Temporary Foreign Workers He wants to lower French requirements to

Temporary Foreign Workers: He wants to lower French requirements to avoid migrating to Ontario

The director of a large timber processing company, Chantiers Chibougamau, advocates lowering the level of French required of valuable foreign temporary workers who wish to become permanent residents to avoid their exodus to Ontario.

• Also read: Shortage of labor in the factory: recruitment almost 8,000 km from Quebec

• Also read: Boulet wants a Quebec program for temporary foreign workers

• Also read: Explosion in the number of foreign workers

Currently, Quebec requires at least level 7 (intermediate) in French to score on the permanent residency selection grid. This means, for example, using the subjunctive correctly and being able to formulate sentences with relative clauses (e.g.: avec qui etc.).

With such mastery of spoken and written French, “many Quebecers would fail,” pleads the general manager of Chantiers Chibougamau, Frédéric Verreault.

“This Level 7 comes from a time when immigration was fairly homogeneous, mostly with professionals looking to move to Quebec. Professionals for whom it was very important to be able to speak and write French,” explains Mr. Verreault, who is also a member of the Office québécois de la langue française.

We can think of an office worker, an accountant or an engineer, he illustrates.

25% foreign workers

His company, located 700 kilometers north of Montreal, has been relying on Filipino workers for several years to overcome the labor shortage. So much so that by next summer they will represent 25% of workers, ie almost 120 workers.

Chantiers Chibougamau makes significant efforts to frank them by paying them full-time rates even before they arrive in Quebec. In all, the company pays nearly $20,000 for every Filipino it hires.

He relies on this group of islands in Southeast Asia, explains Frédéric Verreault, primarily because the workers there are well trained in automated production work.

But he fears that in a few years these high-priced temp workers will no longer be permanent residents. For workers in Chantiers Chibougamau, the question typically arises two years after acquiring basic French.

Exodus of the workers

He poses the question: should we require a lawyer to have the same written knowledge of French as the many manufacturing workers who come to fill our manufacturing vacancies?

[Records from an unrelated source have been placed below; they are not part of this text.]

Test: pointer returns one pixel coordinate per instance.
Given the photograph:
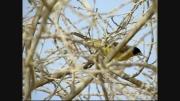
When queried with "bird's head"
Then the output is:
(137, 51)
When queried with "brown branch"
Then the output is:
(136, 28)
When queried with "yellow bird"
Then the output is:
(133, 51)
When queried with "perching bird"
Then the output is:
(106, 49)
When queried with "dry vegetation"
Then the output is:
(55, 50)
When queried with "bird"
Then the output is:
(107, 48)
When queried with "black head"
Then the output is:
(136, 51)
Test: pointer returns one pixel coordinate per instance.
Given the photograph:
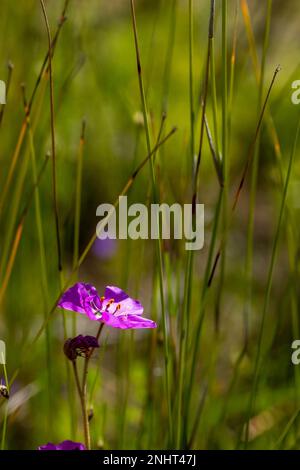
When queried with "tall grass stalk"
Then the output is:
(254, 174)
(182, 408)
(158, 244)
(43, 263)
(4, 426)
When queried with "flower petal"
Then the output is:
(127, 304)
(76, 298)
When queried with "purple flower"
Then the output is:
(65, 445)
(115, 308)
(80, 346)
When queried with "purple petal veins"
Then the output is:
(115, 308)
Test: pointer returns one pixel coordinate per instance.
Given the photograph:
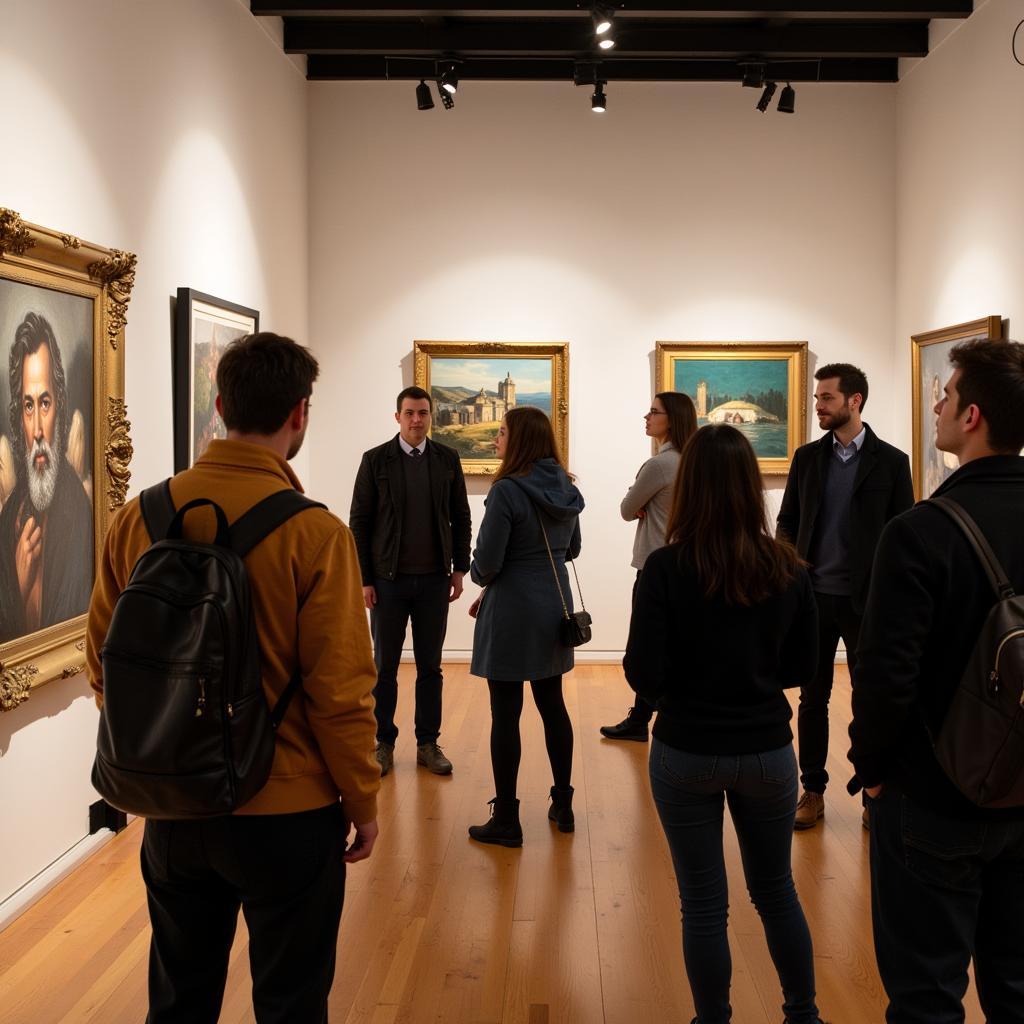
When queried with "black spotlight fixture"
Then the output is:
(450, 79)
(766, 96)
(424, 101)
(601, 16)
(754, 76)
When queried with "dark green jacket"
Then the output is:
(375, 517)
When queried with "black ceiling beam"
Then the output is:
(561, 70)
(646, 8)
(465, 37)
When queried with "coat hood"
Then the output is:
(550, 487)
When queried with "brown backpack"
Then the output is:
(980, 743)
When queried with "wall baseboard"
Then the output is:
(19, 900)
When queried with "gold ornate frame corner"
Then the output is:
(62, 262)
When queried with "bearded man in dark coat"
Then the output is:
(46, 554)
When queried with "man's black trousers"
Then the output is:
(836, 619)
(422, 600)
(287, 875)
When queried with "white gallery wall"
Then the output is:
(961, 202)
(176, 131)
(681, 214)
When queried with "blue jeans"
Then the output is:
(690, 792)
(943, 891)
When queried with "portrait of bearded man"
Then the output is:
(46, 554)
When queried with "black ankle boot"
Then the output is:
(504, 827)
(561, 809)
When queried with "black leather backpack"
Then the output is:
(185, 731)
(980, 743)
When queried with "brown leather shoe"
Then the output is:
(810, 808)
(432, 758)
(385, 757)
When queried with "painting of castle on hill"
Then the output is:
(474, 384)
(757, 387)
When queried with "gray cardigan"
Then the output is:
(651, 492)
(516, 636)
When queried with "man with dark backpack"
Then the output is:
(947, 857)
(222, 595)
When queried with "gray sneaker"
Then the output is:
(431, 757)
(385, 757)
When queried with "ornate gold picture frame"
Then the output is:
(758, 386)
(929, 372)
(65, 441)
(474, 383)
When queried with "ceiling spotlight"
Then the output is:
(601, 17)
(450, 79)
(754, 76)
(424, 101)
(766, 96)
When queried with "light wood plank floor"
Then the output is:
(580, 929)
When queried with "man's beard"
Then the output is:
(42, 482)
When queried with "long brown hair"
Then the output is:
(530, 436)
(719, 519)
(682, 417)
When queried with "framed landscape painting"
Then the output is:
(759, 387)
(204, 327)
(65, 443)
(930, 370)
(472, 385)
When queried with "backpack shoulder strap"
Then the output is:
(265, 516)
(158, 509)
(993, 568)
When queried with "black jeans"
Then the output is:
(642, 712)
(424, 599)
(690, 792)
(836, 619)
(506, 745)
(944, 890)
(285, 871)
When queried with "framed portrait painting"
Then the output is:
(472, 385)
(65, 443)
(204, 326)
(759, 387)
(930, 370)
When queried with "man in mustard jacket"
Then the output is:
(282, 856)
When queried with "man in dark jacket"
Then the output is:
(947, 878)
(841, 492)
(410, 515)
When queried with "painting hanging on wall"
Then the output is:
(204, 327)
(472, 385)
(759, 387)
(65, 443)
(930, 370)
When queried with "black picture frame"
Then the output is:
(203, 326)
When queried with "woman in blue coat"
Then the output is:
(518, 615)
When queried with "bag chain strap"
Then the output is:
(558, 582)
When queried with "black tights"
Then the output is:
(506, 748)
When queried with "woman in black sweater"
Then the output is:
(724, 621)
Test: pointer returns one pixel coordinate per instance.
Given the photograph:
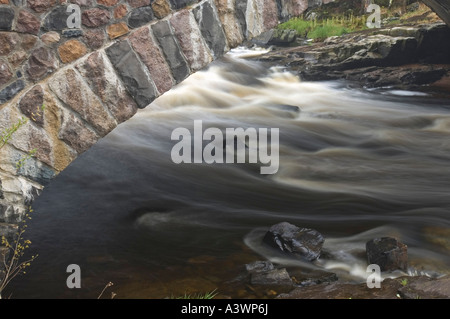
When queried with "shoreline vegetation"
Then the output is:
(322, 23)
(317, 25)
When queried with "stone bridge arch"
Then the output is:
(124, 55)
(90, 79)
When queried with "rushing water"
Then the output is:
(353, 164)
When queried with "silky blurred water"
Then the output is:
(354, 165)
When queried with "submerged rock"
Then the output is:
(275, 277)
(259, 266)
(300, 242)
(420, 287)
(403, 57)
(388, 253)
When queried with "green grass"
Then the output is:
(322, 29)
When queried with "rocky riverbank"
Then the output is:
(389, 254)
(401, 57)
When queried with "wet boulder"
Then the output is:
(259, 266)
(274, 277)
(303, 243)
(388, 253)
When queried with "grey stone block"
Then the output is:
(172, 51)
(132, 73)
(211, 28)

“The direct implication of this is that in our communities, in our businesses, we could integrate workers in French who, if they don’t have Level 7, could be tempted by equivalent jobs in Ontario to legalize their status and to obtain their permanent residence,” says the General Manager of Chantiers Chibougamau.

Some workers, he reveals, have already done so. “We want to keep them with us, we have put considerable financial sums, but also our heart and soul into the preparation to welcome these people,” he emphasizes.

Frédéric Verreault insists he recognizes the importance of mastering the French language. But for Chibougamau, those workers could represent nearly 120 new families whose children are being franked at school. “We have to have the tact to tackle this question,” he demands.

IN BIG NUMBERS

In 2021 foreign temporary workers are represented 10% of immigrants on Quebec soil, ie near 24,000 people.